We had most carefully examined and sounded the cave, and, after our long experience of this class of work on Easter Island, felt fairly satisfied that the Post Office was not there. Every fire site we had suspected and inspected: every sinkage of the surface. Now we had to decide about the grave. The character of the vegetation showed that it was old, and had not been disturbed within the date stated on the letters. A Spanish inscription in customary form, cut very neatly into the arms of the wooden cross, gave simply the name of the dead man, and the date. At one time the cross had been painted black. The point however that determined us to accept the burial as bona fide, and not to exhume it as a possible cache, was the fact that the sharp edges of the carving of the inscription were smoothly rasped away by the driving sand of the shore, in the direction of the prevailing wind, and to a degree commensurate with the date incised. And we were right in our surmises. Sufficient now to say that he whom the writing told to go to the Post Office, was already lying in his own grave elsewhere, with his boots on, and no cross at his head. Life is held cheap in Mexico.
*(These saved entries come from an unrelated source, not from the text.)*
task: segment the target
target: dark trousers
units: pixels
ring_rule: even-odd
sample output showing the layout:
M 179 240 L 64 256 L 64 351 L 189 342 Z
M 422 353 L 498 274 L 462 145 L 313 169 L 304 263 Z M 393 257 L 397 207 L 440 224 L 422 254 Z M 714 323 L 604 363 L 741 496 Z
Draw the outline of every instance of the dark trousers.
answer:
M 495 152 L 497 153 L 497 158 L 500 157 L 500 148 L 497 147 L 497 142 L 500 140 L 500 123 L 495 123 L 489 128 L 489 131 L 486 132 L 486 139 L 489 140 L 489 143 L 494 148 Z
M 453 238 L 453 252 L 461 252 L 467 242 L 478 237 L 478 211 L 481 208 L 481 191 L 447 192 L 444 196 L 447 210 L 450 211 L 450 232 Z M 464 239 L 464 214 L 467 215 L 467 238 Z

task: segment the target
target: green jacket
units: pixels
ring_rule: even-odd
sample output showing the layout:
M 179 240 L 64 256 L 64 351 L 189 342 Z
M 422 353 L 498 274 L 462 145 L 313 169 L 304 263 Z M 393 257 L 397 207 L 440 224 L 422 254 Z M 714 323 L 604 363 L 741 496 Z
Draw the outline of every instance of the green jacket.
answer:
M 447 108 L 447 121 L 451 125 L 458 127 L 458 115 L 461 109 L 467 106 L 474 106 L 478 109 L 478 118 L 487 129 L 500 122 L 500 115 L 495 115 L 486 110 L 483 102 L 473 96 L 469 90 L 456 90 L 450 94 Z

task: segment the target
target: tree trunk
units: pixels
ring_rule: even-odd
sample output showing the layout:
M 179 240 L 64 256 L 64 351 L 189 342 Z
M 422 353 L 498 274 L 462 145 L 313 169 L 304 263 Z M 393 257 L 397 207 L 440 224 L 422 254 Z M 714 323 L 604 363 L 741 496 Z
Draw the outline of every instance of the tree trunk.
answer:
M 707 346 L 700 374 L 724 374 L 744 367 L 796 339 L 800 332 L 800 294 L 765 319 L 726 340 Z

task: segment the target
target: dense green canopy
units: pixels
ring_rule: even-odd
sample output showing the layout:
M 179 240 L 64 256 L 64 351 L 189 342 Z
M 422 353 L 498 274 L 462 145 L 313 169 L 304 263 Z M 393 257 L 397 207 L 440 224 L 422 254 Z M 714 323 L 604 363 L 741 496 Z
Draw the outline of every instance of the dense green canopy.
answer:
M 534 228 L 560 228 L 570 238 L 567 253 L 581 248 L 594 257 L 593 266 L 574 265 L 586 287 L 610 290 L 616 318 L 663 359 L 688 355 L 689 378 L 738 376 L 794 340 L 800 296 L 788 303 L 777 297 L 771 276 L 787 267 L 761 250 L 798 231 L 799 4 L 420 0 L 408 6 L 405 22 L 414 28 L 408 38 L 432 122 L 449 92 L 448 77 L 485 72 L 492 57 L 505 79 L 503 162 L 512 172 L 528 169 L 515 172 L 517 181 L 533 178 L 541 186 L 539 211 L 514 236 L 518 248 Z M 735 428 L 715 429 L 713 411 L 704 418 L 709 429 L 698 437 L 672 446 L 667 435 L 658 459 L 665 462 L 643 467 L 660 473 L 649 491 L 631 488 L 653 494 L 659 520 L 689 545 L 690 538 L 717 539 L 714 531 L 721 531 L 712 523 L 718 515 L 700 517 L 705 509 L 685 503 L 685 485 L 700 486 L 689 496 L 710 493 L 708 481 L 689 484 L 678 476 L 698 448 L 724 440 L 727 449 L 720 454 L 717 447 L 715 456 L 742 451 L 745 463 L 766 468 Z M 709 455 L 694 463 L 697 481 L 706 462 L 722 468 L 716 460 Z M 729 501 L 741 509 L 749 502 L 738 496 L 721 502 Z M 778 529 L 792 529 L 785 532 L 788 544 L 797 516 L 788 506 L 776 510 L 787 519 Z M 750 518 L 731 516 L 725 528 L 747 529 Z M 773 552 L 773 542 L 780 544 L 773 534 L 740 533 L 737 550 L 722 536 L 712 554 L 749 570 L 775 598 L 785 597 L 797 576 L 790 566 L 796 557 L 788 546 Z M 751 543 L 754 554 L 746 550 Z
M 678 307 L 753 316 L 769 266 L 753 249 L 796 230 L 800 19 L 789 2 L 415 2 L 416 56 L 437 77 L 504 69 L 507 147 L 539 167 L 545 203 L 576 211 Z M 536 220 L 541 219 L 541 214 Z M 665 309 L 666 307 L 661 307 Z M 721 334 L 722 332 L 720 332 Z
The island is said to possess no fresh water. We found no provision made in the cave for conserving a supply. Scrambling through the sage-bush we made for the dry torrent. Here we found one of the channels had been diverted, and in it sunk a well or shaft, some ten feet deep, with fine soil at its bottom. The end of a rope just showed for about one foot above the surface of the silt at the bottom of the shaft. Near by was a rough cradle and makeshift gear for gold washing. They had been here during the rains, and the torrent had supplied the washing water. Thinking of a possible sealed bottle placed in the shaft bucket at the end of the rope, we left two hands there with orders to follow the rope carefully down to its termination and see what was on the end of it. The cutter with two hands we sent back to the ship.